Die Ermordung der entführten Menschenrechtsaktivistin Natalja Estemirowa fügt sich nach Ansicht von Uwe Halbach, Kaukasusexperte der Stiftung Wissenschaft und Politik, in ganze Reihe von Anschlägen auf Journalisten und Menschenrechtsaktivisten in Russland ein.

Uwe Halbach im Gespräch mit Michael Köhler |
    Michael Köhler: Nach der Ermordung der entführten 50-jährigen Menschenrechtlerin Natalja Estemirowa in Tschetschenien ist die Empörung im Westen groß. Nur darum kümmert sich die Kaukasus-Republik naturgemäß wenig. Ihr Leichnam wurde in der Nachbarrepublik Inguschetien gefunden. Ich habe Uwe Halbach von der Stiftung Wissenschaft und Politik gefragt, Kaukasus-Spezialist: Wer war die Frau, die in Grosny verschleppt und ermordet wurde und offenbar der Regierung Kadyrov in Tschetschenien wichtig und gefährlich wurde?

    Uwe Halbach: Ja, sie wird zunehmend mit Anna Politkowskaja gleichgesetzt, weil auch sie in enger Verbindung mit ihren kritischen Hinweisen auf Tschetschenien, auf die Situation im Nordkaukasus, auf die dortigen Menschenrechtsverletzungen offenbar ermordet wurde.
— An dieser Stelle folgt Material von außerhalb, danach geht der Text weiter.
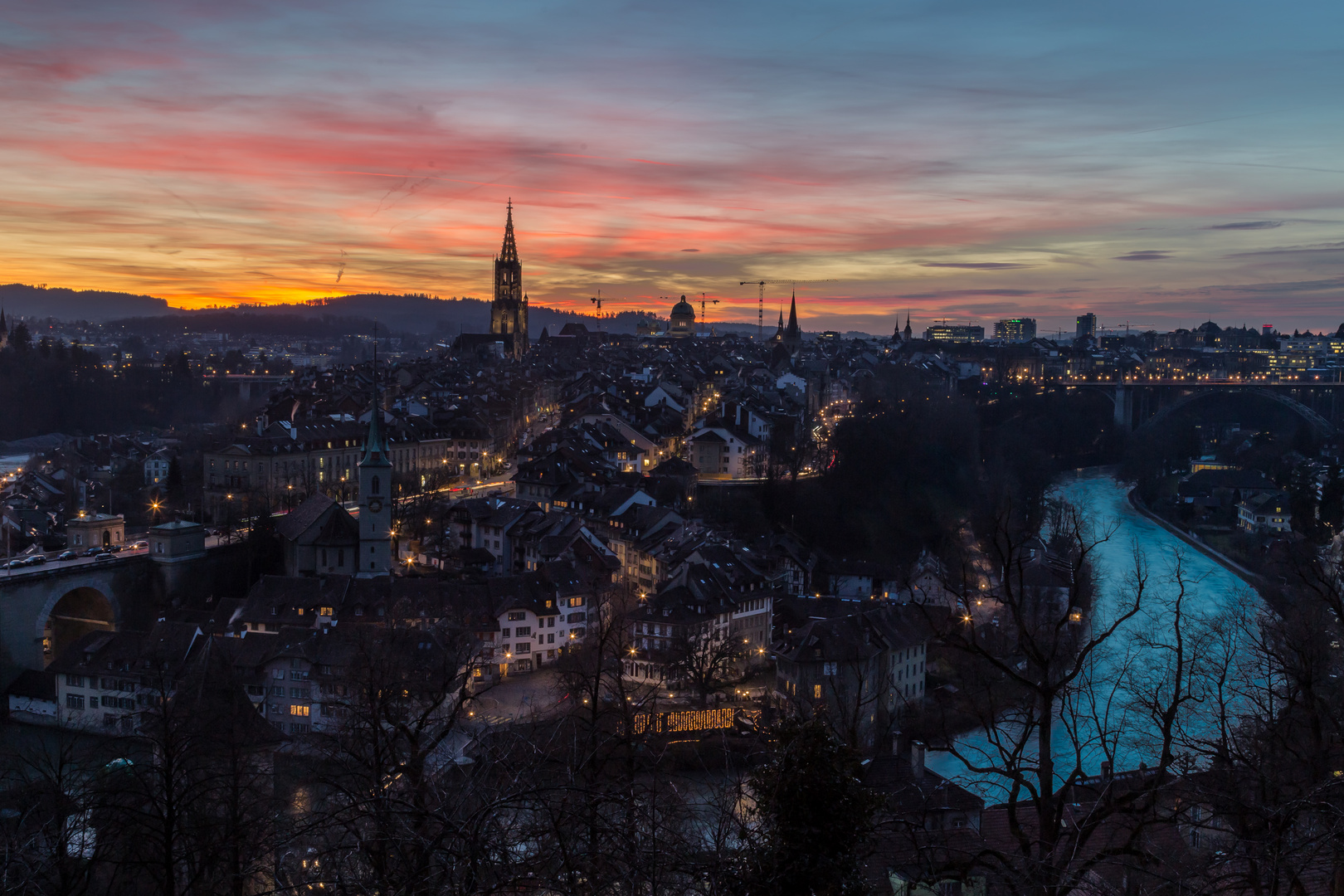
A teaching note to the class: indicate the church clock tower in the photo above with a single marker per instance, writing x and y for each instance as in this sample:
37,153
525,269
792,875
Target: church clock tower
375,496
509,310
Wir haben in Russland eine Situation, dass hier eine ganze Reihe von Journalisten und Menschenrechtsaktivisten in den letzten Jahren Anschlägen, Mordanschlägen zum Opfer gefallen sind, und viele davon standen irgendwie in Verbindung mit der Situation im Nordkaukasus. Und das gilt eben auch ganz besonders für Natalja Estemirowa, eine Historikerin, die gerade in den letzten Wochen deutlich gemacht hat, dass die Regierungsversion, dass sich dort in Tschetschenien im Nordkaukasus ein Prozess der Normalisierung vollzieht, dass die nicht stimmt, dass weiterhin in Tschetschenien Menschen entführt werden, dass es weiterhin zahllose Gewaltaktionen in Tschetschenien gibt, von denen viele ausgehen von den offiziellen Staatsorganen.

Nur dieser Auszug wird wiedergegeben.